Subotai the Valiant, Final Dog of War wrote: ↑Thu May 04, 2023 11:45 pm
2. As of 2023, for whatever reason, housewrite difficulty has ON THE WHOLE gone lower than IS set dififculty. In fact, the standard regs+ difficulty is not appreciably harder than IS sets anymore, and the IS to housewrite regs+ difficulty jump is the lowest it has ever been. This is supported by the excellent adjustments made by Groger Ranks.
I'm not sure of the reason for point 2 having occurred; it may be that IS sets have had a slow difficulty creep, or that NAQT being less "canonical" affects how consistently middle to top teams are able to maximize their points. But the fact remains. IS sets were about 1 PPB or more harder than regs housewrites the past year. DART, the primary regs+ set of the year (and indeed, the only one for much of the year), was
only 0.23 PPB harder than the hardest IS set.
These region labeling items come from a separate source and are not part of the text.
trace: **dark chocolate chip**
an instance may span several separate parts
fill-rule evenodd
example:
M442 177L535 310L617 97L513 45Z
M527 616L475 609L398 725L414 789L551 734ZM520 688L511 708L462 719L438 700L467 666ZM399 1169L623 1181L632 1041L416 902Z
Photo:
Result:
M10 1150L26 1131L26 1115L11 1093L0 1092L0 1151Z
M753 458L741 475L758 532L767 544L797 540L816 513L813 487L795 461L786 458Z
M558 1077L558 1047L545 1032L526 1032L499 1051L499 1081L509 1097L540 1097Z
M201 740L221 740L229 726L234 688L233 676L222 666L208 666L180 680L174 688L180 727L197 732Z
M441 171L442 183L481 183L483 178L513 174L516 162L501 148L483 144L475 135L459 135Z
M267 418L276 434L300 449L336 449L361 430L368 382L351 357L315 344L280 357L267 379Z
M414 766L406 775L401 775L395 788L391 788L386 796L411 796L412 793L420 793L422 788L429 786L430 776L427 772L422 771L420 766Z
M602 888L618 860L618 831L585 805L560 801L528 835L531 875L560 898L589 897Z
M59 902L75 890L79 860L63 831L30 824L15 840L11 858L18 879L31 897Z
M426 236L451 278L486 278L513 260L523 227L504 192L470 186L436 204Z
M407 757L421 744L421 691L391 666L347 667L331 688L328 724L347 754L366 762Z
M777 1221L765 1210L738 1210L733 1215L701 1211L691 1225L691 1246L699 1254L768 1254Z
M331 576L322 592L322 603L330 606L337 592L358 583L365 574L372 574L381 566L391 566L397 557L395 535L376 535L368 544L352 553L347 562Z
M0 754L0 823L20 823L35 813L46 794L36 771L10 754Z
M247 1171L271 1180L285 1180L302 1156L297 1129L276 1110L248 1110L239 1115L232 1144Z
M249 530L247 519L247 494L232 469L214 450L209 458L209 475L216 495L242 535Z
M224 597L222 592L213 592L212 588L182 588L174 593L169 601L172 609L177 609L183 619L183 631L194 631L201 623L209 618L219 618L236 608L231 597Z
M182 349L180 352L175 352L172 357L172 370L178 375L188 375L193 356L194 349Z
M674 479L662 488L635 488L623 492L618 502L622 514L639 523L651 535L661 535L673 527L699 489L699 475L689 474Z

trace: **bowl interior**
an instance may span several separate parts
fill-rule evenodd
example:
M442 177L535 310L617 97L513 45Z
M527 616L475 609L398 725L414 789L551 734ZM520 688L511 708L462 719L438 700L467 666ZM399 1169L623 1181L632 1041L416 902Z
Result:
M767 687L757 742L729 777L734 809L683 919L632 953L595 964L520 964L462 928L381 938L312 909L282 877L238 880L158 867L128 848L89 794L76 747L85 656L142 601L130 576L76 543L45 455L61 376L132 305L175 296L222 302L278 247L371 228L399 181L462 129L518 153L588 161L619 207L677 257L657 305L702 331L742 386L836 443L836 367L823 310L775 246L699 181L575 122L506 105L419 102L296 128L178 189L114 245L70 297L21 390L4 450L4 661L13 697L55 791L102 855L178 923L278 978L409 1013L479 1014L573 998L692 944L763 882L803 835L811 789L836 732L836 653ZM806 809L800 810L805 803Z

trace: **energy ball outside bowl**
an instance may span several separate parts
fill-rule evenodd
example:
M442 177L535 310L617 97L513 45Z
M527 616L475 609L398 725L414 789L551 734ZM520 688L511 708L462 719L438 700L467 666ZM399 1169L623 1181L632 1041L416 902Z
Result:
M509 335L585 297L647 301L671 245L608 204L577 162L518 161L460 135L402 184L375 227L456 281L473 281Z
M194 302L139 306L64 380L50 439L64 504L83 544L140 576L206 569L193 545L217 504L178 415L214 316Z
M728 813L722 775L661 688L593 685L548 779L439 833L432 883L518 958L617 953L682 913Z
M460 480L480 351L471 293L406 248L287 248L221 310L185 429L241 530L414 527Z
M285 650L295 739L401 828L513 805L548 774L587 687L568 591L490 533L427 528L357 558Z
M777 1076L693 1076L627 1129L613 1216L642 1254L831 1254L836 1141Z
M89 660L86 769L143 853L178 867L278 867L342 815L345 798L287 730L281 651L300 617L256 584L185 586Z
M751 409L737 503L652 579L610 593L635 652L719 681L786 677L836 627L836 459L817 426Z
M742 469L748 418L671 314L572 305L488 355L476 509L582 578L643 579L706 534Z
That means a team on average is getting only
one fewer bonus part every 14 full bonuses heard on DART than IS-217. From a quick glance, this seems supported in bonus stats from lower brackets as well, and the tossup answerlines in DART don't strike me as substantially harder than what would be found in an IS set; there may be a higher concentration of harder answerlines, but very little would be completely out of place.
[...]
Empirically, and especially from people are IS sets getting harder than ideal for their intended purpose? I'm surprised that the gap between IS and regs+ has shrunk so much over the years since I played in high school, and I doubt it's entirely from regs+ writers decreasing their difficulty.
I found half of Daniel's post very reasonable - in particular, the idea that harder sets often are too difficult for most of the field and yet still too easy for the top teams. I think that the audience of such sets is perhaps not being adequately catered to.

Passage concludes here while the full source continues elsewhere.